Ebenso zur Sprache kommt das Schicksal von D.E. ( Professor Dietrich Erichson ), der aus Wendisch Burg ( fiktiver Ort in Mecklenburg ) stammt und in der Luftschlacht um Berlin Flugmelder am Flakfernrohr gedient hat & später desertiert. Am Tag der Fernsehübertragung von Robert Kennedys Begräbnis kommen er und Gesine sich wesentlich näher, eine Heirat wird ins Auge gefasst, was Marie sich schon länger wünscht.




Und das Kind Gesine? Die teilt mit der ein Jahr älteren Hanna Ohlerich, die ihre Eltern vor ihrem Suizid aus Angst vor den Russen gen Warnemünde geschickt hatten, alles schwesterlich, nur nicht gerne die Liebe zu Jakob. Von Marie Abs, die die Mutterstelle an Gesine vertritt- und die sie wiederum als Mutter anerkennt - lernt sie Alltagsdinge. Zwar gemieden von den Jerichowern wegen ihres Vaters, besucht sie das Gymnasium und verdient sich zusammen mit Hanna in den Ferien in der landwirtschaftlichen Kommune eines väterlichen Freundes zwei Sack Weizen.

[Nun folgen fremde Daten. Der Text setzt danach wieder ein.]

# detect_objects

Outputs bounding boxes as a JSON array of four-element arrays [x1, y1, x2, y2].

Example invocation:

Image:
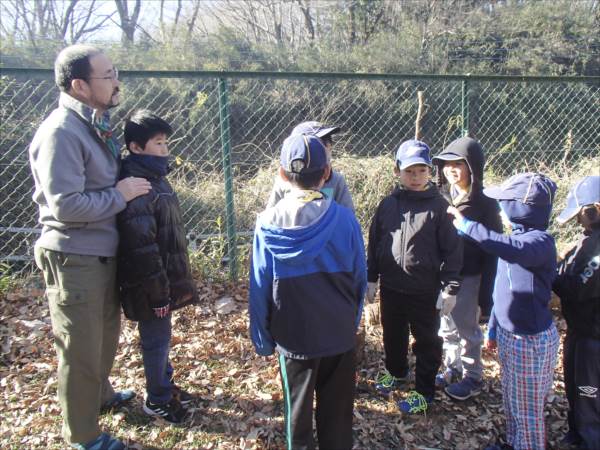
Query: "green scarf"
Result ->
[[92, 111, 121, 159]]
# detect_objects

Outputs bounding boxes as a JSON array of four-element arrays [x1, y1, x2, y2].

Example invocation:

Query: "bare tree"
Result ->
[[0, 0, 111, 50], [115, 0, 142, 47]]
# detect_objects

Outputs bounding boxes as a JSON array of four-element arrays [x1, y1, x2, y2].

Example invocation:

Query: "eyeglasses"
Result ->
[[88, 67, 119, 80]]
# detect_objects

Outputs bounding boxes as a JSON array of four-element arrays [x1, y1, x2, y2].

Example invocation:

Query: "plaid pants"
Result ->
[[498, 324, 559, 450]]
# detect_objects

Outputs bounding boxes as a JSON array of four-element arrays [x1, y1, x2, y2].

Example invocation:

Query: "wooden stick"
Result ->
[[415, 91, 425, 140]]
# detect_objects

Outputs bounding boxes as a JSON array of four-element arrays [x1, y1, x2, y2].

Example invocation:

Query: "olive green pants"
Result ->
[[35, 247, 121, 443]]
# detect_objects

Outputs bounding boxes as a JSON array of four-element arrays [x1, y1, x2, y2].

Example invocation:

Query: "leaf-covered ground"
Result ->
[[0, 285, 567, 450]]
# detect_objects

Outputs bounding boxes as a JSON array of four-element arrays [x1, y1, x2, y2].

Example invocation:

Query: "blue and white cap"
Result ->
[[483, 172, 556, 206], [556, 176, 600, 223], [396, 139, 431, 170], [280, 134, 328, 173]]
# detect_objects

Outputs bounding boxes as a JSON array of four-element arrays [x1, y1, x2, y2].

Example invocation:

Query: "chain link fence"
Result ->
[[0, 69, 600, 277]]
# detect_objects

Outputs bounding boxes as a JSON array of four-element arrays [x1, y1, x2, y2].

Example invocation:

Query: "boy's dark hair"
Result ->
[[283, 168, 325, 189], [54, 44, 102, 92], [123, 109, 173, 150]]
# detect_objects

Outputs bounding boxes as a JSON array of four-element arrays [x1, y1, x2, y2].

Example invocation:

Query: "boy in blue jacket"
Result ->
[[552, 176, 600, 450], [448, 173, 559, 450], [249, 135, 366, 449]]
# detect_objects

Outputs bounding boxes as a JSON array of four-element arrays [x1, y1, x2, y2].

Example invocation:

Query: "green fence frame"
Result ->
[[0, 67, 600, 279]]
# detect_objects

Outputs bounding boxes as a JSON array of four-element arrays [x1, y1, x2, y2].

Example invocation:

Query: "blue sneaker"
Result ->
[[71, 433, 126, 450], [398, 391, 433, 414], [375, 370, 408, 397], [444, 377, 483, 400], [435, 367, 462, 389]]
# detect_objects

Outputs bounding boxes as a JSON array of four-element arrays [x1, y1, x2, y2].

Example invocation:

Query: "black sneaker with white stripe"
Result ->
[[172, 384, 194, 406], [143, 398, 187, 423]]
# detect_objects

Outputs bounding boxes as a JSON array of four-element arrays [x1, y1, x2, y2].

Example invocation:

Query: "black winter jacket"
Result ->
[[552, 229, 600, 339], [367, 183, 462, 295], [433, 137, 502, 305], [117, 158, 198, 321]]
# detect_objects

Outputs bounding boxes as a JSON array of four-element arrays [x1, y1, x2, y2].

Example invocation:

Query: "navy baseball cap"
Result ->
[[291, 120, 340, 138], [396, 139, 431, 170], [483, 172, 556, 206], [281, 134, 328, 173], [556, 176, 600, 223]]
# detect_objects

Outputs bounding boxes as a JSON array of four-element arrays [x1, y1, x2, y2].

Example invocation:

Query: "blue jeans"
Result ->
[[138, 314, 173, 403]]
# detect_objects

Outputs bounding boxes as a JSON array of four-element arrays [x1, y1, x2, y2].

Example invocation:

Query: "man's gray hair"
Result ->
[[54, 44, 102, 92]]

Und dann kommen noch viele Namen vor, die noch heute in meinen Ohren klingen: Dubček, Kossygin, Breschnew im Zusammenhang mit den Demokratisierungsbestrebungen in der ČSR, de Gaulle mit den Pariser Maiunruhen, Hồ Chí Minh in Vietnam und vor allem Robert F. Kennedy und Eugene McCarthy, die miteinander um die Aufstellung als Präsidentschaftskandidat der Demokraten ringen. Kennedy wird am 6. Juni 1968 erschossen, und Marie verfolgt seine Beerdigung im Fernsehen zwei Tage später mit D.E., verfasst einen Lebenslauf von Kennedy und seinem Mörder, der aus Palestina stammt, und Johnson fügt bei dieser Gelegenheit eine lange Aufzählung aller politisch motivierten Gewalttaten in den USA in sein Buch ein. Die Verbindungen zu den Vereinigten Staaten in ihrer heutigen Verfasstheit liegen schnell auf der Hand.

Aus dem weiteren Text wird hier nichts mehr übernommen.